Calderón was quarrelsome, sometimes a womanizer, he had a son, he was involved in riots and even in one that ended with a homicide, he was excommunicated, went through the jail of the University (Universities at that time had jail), he became a military man, participated in the Tercios de Flandes and in the war in Catalonia, he was Knight of the Order of Santiago, and, finally, he professed as a priest, an exemplary priest who was appointed Chaplain of honor of King Felipe IV.

Wooden and bronze casket from the 19th century crowned by the cross of the Order of Santiago to which Calderón de la Barca belonged

And during all that intense life, in parallel, he became a great writer of the Century of Gold. Is it true that it has been called the Spanish Shakespeare at some point?
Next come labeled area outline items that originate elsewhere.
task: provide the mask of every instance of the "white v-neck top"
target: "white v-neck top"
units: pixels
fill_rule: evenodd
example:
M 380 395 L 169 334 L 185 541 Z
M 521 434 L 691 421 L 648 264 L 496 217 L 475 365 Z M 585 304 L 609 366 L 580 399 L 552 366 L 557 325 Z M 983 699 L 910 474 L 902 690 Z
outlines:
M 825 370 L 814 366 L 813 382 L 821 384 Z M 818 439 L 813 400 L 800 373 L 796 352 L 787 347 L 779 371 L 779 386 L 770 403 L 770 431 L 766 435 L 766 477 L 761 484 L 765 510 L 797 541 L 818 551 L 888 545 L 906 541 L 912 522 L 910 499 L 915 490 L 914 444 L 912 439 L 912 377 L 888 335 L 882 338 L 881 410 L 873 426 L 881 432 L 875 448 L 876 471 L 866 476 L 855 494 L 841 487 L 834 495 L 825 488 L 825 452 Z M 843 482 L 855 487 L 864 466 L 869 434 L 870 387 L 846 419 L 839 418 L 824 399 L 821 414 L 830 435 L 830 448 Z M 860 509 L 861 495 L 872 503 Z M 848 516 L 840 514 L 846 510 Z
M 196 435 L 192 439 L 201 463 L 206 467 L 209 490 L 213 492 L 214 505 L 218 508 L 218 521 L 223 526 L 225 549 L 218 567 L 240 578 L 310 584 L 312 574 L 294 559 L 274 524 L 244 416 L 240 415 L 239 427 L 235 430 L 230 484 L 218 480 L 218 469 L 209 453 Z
He was much admired in Germany and also by British writers, especially by the romantics. It can be said that he coincided with Shakespeare in the themes dealt with in his works, those referring to human passions. Those themes made him win that admiration of the Romantics. Lord Byron always expressed his admiration for the writer and referred to him as a romantic character and Mary Shelley and Percy B. Shelley, her husband, translated his works and reflected important influences in their own works. It also influences S. T. Coleridge, among many other British romantics. His first known comedy, Love, Honor and Power tells the fabled story of Edward III of England and was released with success in the Palace on the occasion of the visit of Charles, Prince of Wales, in 1623.

So, from FHB, we wish you the best of luck to discover the latest vicissitudes of the history of Calderón de la Barca.